La vita di un collegio militare è per definizione dura, improntata ad una rigorosa e ferrea disciplina volta a formare e addestrare individui pensanti affinché facciano ciò che razionalmente non farebbero mai: combattere, rischiare la vita, uccidere e morire. Le giornate sono scandite da orari ferrei e occupazioni ripetitive e noiose, cui si aggiunge la costante paura di sbagliare e delle conseguenti punizioni e la forzata rinuncia alla propria individualità. Se pensiamo che la vicenda si svolge fra il 1910 e il 1911 e quindi si parla di un collegio militare del Regio Esercito che da lì a poco avrebbe invaso la Libia e combattuto nella Prima Guerra mondiale, possiamo immaginare la durezza di un ambiente che non perdona, soprattutto se in quel contesto c’è anche chi fra i superiori prende di mira per motivi personali il giovane capitato sotto di lui. Tanto è il rigore e tale l’aura funesta che aleggia in quella scuola che non c’è da meravigliarsi che si diffondano voci su presunte presenze sovrannaturali. Tali voci, il “sentito dire” diventano realtà, nell’animo del protagonista, che in quelle visioni vede riflesso il suo dramma interiore, e il lettore non saprà mai se quelle apparizioni siano solo il frutto della sua mente eccitata e turbata o siano reali, cosa di cui è convinto l’amico Marchetto, una delle voci della coscienza di Ruggero, che prende forma reale e diventa anche lui strumento dell’affermazione della volontà del destino.

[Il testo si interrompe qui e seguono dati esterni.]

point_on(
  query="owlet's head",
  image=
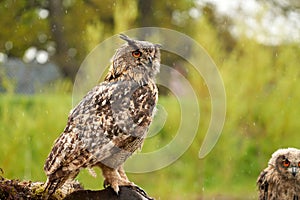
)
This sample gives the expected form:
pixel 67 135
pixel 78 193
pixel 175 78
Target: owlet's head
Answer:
pixel 136 60
pixel 287 163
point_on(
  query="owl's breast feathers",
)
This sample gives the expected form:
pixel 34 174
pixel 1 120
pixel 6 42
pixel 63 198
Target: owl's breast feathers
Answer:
pixel 108 125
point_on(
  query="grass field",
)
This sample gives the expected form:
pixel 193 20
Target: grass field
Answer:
pixel 30 124
pixel 263 94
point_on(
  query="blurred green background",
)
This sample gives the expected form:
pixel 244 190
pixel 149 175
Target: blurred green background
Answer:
pixel 259 65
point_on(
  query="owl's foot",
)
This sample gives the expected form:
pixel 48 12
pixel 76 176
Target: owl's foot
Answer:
pixel 115 178
pixel 115 183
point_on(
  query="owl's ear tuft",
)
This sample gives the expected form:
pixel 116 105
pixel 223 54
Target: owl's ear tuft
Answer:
pixel 159 46
pixel 126 38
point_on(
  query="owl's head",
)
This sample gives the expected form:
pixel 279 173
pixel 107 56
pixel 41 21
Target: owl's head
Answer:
pixel 287 163
pixel 136 60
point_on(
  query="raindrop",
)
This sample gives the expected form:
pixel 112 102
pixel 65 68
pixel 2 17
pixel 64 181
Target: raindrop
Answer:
pixel 30 54
pixel 43 13
pixel 9 45
pixel 42 38
pixel 3 57
pixel 42 56
pixel 194 13
pixel 72 52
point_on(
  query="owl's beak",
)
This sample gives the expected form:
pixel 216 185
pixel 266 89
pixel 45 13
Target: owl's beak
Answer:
pixel 294 171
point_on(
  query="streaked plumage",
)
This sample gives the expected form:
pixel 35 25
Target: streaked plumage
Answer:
pixel 281 179
pixel 111 121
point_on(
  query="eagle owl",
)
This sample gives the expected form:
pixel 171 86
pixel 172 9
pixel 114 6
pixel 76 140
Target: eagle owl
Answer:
pixel 111 121
pixel 281 179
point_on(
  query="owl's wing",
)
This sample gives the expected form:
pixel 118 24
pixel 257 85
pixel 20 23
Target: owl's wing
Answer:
pixel 113 116
pixel 263 185
pixel 87 127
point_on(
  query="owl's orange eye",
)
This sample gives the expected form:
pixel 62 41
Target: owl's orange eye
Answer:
pixel 286 163
pixel 136 54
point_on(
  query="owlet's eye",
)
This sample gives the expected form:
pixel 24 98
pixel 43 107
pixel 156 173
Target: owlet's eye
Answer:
pixel 286 163
pixel 136 54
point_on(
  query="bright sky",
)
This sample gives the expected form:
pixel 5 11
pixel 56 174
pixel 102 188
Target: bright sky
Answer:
pixel 256 20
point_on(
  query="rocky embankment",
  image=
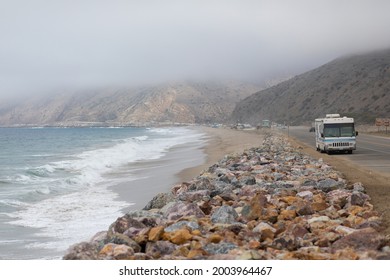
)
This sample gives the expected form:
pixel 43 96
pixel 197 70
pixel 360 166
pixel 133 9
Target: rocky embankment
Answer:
pixel 271 202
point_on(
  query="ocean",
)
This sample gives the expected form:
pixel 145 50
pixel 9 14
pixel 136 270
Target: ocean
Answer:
pixel 60 186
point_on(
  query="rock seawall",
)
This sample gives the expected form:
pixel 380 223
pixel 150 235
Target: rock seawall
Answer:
pixel 271 202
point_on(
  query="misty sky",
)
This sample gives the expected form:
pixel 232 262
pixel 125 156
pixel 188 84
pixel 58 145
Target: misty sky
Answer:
pixel 47 44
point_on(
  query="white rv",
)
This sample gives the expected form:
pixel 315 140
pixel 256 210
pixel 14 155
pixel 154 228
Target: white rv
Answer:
pixel 335 134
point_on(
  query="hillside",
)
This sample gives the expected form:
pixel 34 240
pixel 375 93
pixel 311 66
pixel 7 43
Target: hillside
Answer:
pixel 175 103
pixel 357 86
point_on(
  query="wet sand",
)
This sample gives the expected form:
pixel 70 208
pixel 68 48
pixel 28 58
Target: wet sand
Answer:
pixel 221 142
pixel 183 163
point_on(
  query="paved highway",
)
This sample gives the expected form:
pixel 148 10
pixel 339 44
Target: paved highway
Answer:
pixel 372 152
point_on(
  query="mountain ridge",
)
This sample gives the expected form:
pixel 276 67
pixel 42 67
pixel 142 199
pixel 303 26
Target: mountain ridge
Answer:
pixel 354 85
pixel 170 103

- “Sull’altare del Dio sconosciuto” è anche un romanzo che parla d’amore. In quale maniera? E come influisce sulle scelte umane e professionali del protagonista?
Vi sono diversi aspetti dell’amore nel romanzo. Ruggero non conosce questo sentimento, o meglio conosce solo l’amore materno, l’unico vero contatto femminile della sua vita. Sarà proprio al collegio che inizierà ad avvertire le pulsioni adolescenziali, alla vista delle rare figure femminili all’interno del collegio, in particolare Elsa, la giovane moglie del comandante; e poi la visione delle donne presenti nel mondo esterno al microcosmo della caserma e la malefica identificazione della madre con Elsa e con il fantasma della ragazza morta alcuni anni prima, prepara il terreno per ciò che accadrà durante le vacanze estive in montagna. In tale occasione, Ruggero si innamora per la prima volta, scopre la realtà e la natura dell’animo femminile e della sensualità e ne resta segnato per sempre. Sarà in questa condizione d’animo che compirà finalmente la scelta che, nelle sue intenzioni, avrebbe dovuto sottrarlo alla prigionia del collegio e all’oppressione dei suoi sentimenti. Esiste poi l’aspetto dell’amore invano cercato da donne già madri, la già citata Elsa e la stessa madre di Ruggero, o l’amore segreto e taciuto della cugina Marta, che ad un tempo desidera e si colpevolizza, o di Loreley che, pur nella sua cruda ed umiliante realtà, svela in un solo istante la grandezza e generosità dell’animo femminile che desidera quel vero amore che sa bene che non potrà mai trovare.
- Alessandro, cosa rappresenta l’altare del Dio sconosciuto? Siamo tutti vittime, oppure possiamo scegliere?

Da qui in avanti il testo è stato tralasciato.